Thu Jan 31 15:20:16 PST 2008

This is from a guy I went to school with, and a good friend of mine,
Peter Petrakis (he lives in my old apartment).  Peter is an expert is
debugging system issues.  He works for Stratus, which makes the
highest availability Linux servers you can purchase in the world.  You
can blow up the server with a bomb, set it on fire, pop a drive out,
snap the CPU pins while it is running, and you will still be sure your
data/transactions continue in real-time.  It is amazing technology,
and he can't tell me everything that they do or how they accomplish
all of it, for NDA reasons.  However, he is an expert on debugging
systems and I present you an email correspondence from last year...

---------- Forwarded message ----------
From: Peter Petrakis <peter.petrakis at gmail.com>
Date: Jun 7, 2007 3:53 PM
Subject: Re: Kernel Module Compilation and debugging..
To: Kristian Hermansen <kristian.hermansen at gmail.com>
Cc: vinay.perneti at gmail.com

Hi,

On 6/7/07, Kristian Hermansen <kristian.hermansen at gmail.com> wrote:
> I'm trying to hack the nfs modules in the pNFS 2.6.17 custom kernel. I
> added a couple of printk's for debugging purposes. Do I have to
> rebuild the whole kernel or is there a way to just rebuild a specific
> module?

You can just rebuild the module. Check out it's makefile. If you want
to do the work outside the kernel tree. Just trace the files the
Makefile sources for variables, make your own with those defs, and
edit the Makefile to use that instead.
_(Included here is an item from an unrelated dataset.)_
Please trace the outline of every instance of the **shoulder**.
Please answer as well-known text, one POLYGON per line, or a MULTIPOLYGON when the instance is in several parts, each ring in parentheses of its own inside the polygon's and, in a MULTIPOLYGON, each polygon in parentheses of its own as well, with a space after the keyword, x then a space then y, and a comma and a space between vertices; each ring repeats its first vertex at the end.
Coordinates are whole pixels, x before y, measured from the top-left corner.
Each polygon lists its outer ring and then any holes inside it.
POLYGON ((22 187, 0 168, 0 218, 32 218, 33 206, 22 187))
Making your own svn repo to
track your changes might be a good idea too.

> Also, are there any tools for debugging kernel modules?

0) diskdump
1) crash
2) systemtap
3) kprobes

#1 being the most effective. You can debug core dumps using crash and
you can run crash on the live kernel, inspecting the current state of
things, even changing variables. It's not very user friendly but once
you get the hang you'll be all set.

> Is it possible to step through the code or is there any way to see the
> execution flow?

Possible, yes, effective, possibly :-) Systemtap/kprobes can trap on
the entrance and exit of a function call but you have to write a
system script script that:
  0) gets the name of the function (traps the entrance)
  1) evals it's variables
  2)  trap the post of the function.

while it's not invasive, you'll write more LOC in this script than you
would just sprinkling printks in the function calls in the kernel
you're interested. Now it makes sense to use systemtap to trace stuff
you'll not directly working on but for your own module. It's just more
efficient to write printk("(%s):(%d):INFO...\n",__FUNCTION__,
__LINE__);

This also gets alittle easier if you're running something like
RHEL-5.0 or Fedora. diskdump and crash are configured for you. It just
so happens to be based off of 2.6.16 so all your debugging symbols are
built for use with crash. If you haven't picked up a copy of Linux
Device Drivers 3rd Edition, well, get it. You can also view it online
and download it in pdf for free from ORA's website.

When it comes to hacking the Linux kernel, understanding the code is
more important than any tool.

Peter

http://people.redhat.com/anderson/.crash_whitepaper/index.html
http://fedoraproject.org/wiki/SystemTap
http://sourceware.org/systemtap/kprobes/

> Thanks,
>
> -Vinay
>
> --
> Kristian Hermansen
>

--
www.alphalinux.org
del.icio.us/peter.petrakis

-- 
Kristian Erik Hermansen
"Know something about everything and everything about something."